Scottsdale (O'odham: Vaṣai S-vaṣonĭ; Yaqui: Eskatel) is a city in the eastern part of Maricopa County, Arizona, United States, part of the Greater Phoenix Area. Named Scottsdale in 1894 after its founder Winfield Scott, a retired U.S. Army chaplain, the city was incorporated in 1951 with a population of 2,000. The 2015 population of the city was estimated to be 236,839 according to the U.S. Census Bureau. The New York Times described downtown Scottsdale as "a desert version of Miami's South Beach" and as having "plenty of late night partying and a buzzing hotel scene." Its slogan is "The West's Most Western Town."
Scottsdale, 31 miles long and 11.4 miles wide at its widest point, shares boundaries with many other municipalities and entities. On the west, Scottsdale is bordered by Phoenix, Paradise Valley and unincorporated Maricopa County land. Carefree is located along the western boundary, as well as sharing Scottsdale's northern boundary with the Tonto National Forest. To the south Scottsdale is bordered by Tempe. The southern boundary is also occupied by the Salt River Pima-Maricopa Indian Community, which extends along the eastern boundary, which also borders Fountain Hills, the McDowell Mountain Regional Park and more unincorporated Maricopa County land.

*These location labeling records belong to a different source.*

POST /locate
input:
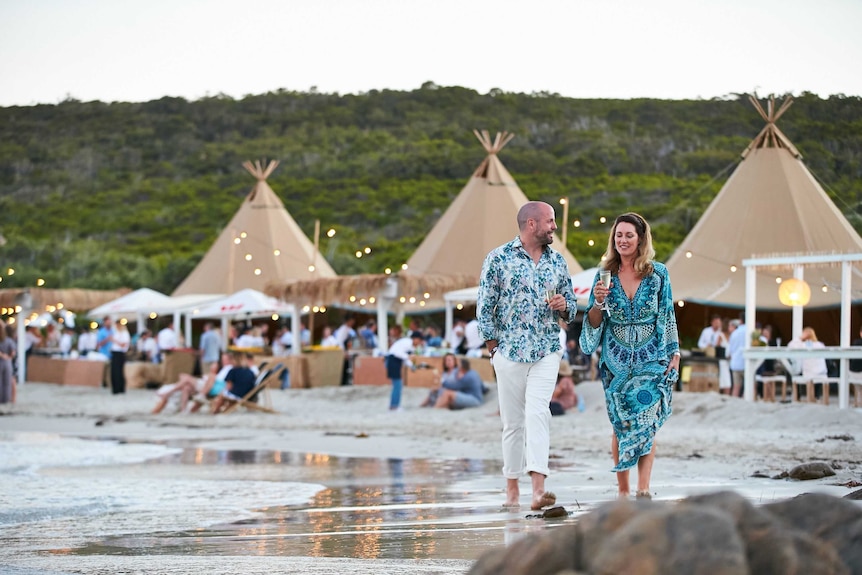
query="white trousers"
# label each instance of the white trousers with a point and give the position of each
(524, 391)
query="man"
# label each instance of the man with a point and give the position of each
(147, 349)
(711, 336)
(210, 347)
(344, 335)
(519, 326)
(735, 347)
(464, 392)
(103, 337)
(167, 340)
(86, 341)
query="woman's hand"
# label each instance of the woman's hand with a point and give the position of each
(674, 364)
(601, 291)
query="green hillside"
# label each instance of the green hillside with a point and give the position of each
(107, 195)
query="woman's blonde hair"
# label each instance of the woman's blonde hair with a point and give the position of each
(646, 253)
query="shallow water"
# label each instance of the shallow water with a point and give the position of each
(85, 497)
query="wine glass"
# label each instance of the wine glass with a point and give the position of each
(605, 278)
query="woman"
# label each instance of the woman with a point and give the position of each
(640, 347)
(7, 354)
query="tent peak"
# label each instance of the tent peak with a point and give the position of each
(258, 171)
(492, 147)
(499, 142)
(770, 136)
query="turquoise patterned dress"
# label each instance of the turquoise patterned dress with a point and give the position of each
(638, 338)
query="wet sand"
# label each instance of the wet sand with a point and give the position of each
(337, 484)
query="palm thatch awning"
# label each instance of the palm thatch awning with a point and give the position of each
(342, 289)
(71, 299)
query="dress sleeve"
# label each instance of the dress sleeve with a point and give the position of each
(666, 329)
(591, 337)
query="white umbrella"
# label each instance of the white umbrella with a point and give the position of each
(244, 303)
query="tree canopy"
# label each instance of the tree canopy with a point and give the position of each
(108, 195)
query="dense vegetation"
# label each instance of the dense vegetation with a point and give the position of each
(107, 195)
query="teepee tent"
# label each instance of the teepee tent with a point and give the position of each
(481, 218)
(261, 244)
(771, 204)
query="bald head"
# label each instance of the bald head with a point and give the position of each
(532, 211)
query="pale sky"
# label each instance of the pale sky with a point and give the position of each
(139, 50)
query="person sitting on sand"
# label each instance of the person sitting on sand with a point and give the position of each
(464, 392)
(239, 381)
(187, 385)
(564, 397)
(450, 373)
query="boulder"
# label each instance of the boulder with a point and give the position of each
(809, 471)
(719, 533)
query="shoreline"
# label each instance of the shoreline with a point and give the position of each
(711, 442)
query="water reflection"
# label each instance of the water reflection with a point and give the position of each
(370, 508)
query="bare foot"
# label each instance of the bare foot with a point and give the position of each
(543, 500)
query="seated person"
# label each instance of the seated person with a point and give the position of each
(564, 396)
(449, 375)
(239, 381)
(811, 366)
(464, 392)
(187, 385)
(212, 388)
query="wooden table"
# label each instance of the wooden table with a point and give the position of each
(66, 371)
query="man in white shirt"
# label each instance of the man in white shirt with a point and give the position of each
(711, 336)
(167, 340)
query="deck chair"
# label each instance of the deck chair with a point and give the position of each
(267, 377)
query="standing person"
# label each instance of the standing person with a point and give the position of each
(344, 335)
(735, 349)
(518, 322)
(120, 342)
(397, 358)
(639, 363)
(167, 341)
(86, 341)
(7, 355)
(210, 347)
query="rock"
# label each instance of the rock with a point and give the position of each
(720, 533)
(554, 512)
(827, 519)
(691, 540)
(813, 470)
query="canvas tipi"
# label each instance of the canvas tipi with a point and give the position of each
(771, 204)
(262, 243)
(481, 218)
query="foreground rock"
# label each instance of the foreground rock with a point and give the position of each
(715, 534)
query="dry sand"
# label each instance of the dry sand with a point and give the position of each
(710, 442)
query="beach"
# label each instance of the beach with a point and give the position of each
(336, 483)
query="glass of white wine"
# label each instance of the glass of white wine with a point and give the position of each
(605, 278)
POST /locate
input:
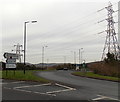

The area which would include what would become Scottsdale was originally inhabited by the Hohokam, from approximately 300 BC to 1450 AD. This ancient civilization farmed the area and developed a complex network of canals for irrigation which was unsurpassed in pre-Columbian North America. At its peak, the canals stretched over 250 miles, many of which built remains extant today, some having been renovated and put back into use in the 20th century. Under still-mysterious circumstances, the Hohokam disappeared around 1450 or 1500, the most likely theory having to do with a prolonged drought.